Back is more general but for the context of my question let us assume that we have H investors, each with CARA utility with absolute risk aversion coefficient $\alpha_h$. The proof tries to establish that a competitive equilibrium in this economy is Pareto optimal. It proceeds by contradiction: assume that a competitive equilibrium (with random wealth for the set of investors given by $(w_1, \ldots, w_H)$) is Pareto dominated by some feasible allocation. WLOG assume the first investors expected utility can be increased without reducing the expected utility of the other investors.

Now Back defines a Pareto optimum that increases the expected utility of the first investor without changing the the expected utilities of other investors. For $h>1$, define $a_h$ by $E[u_h( a_h + b_h w_m ) ] = E[u_h(w_h)]$ Where $w_m$ is the random variable giving the market wealth in the next period and $b_h = \tau_h/\tau$ where $\tau_h$ is the risk tolerance of investor $h$ and $\tau = \sum_{h=1}^H \tau_h$. Then set $a_1 = - \sum_{h=2}^H a_h$ and $w'_h =a_h + b_hw_m$ for all $h$.

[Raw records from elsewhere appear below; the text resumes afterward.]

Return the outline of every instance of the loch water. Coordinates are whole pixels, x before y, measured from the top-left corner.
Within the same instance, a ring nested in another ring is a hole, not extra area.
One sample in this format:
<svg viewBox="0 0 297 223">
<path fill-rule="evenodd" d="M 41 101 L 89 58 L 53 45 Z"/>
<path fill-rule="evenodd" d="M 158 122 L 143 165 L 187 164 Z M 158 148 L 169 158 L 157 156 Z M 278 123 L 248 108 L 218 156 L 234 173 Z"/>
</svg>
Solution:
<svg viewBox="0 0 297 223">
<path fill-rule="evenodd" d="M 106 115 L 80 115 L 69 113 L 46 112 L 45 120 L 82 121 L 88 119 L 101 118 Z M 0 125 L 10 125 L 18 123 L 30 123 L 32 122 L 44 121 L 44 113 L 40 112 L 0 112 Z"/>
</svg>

Now here's the statement I don't understand "$w'_h$ is feasible for each investor". I guess maybe the phrase "for each investor" is throwing me off. I can see how this allocation would make the market clear. Is that all that is meant? But I don't see how we know that any budget constraints would be satisfied for each investor, which is how I would interpret his statement.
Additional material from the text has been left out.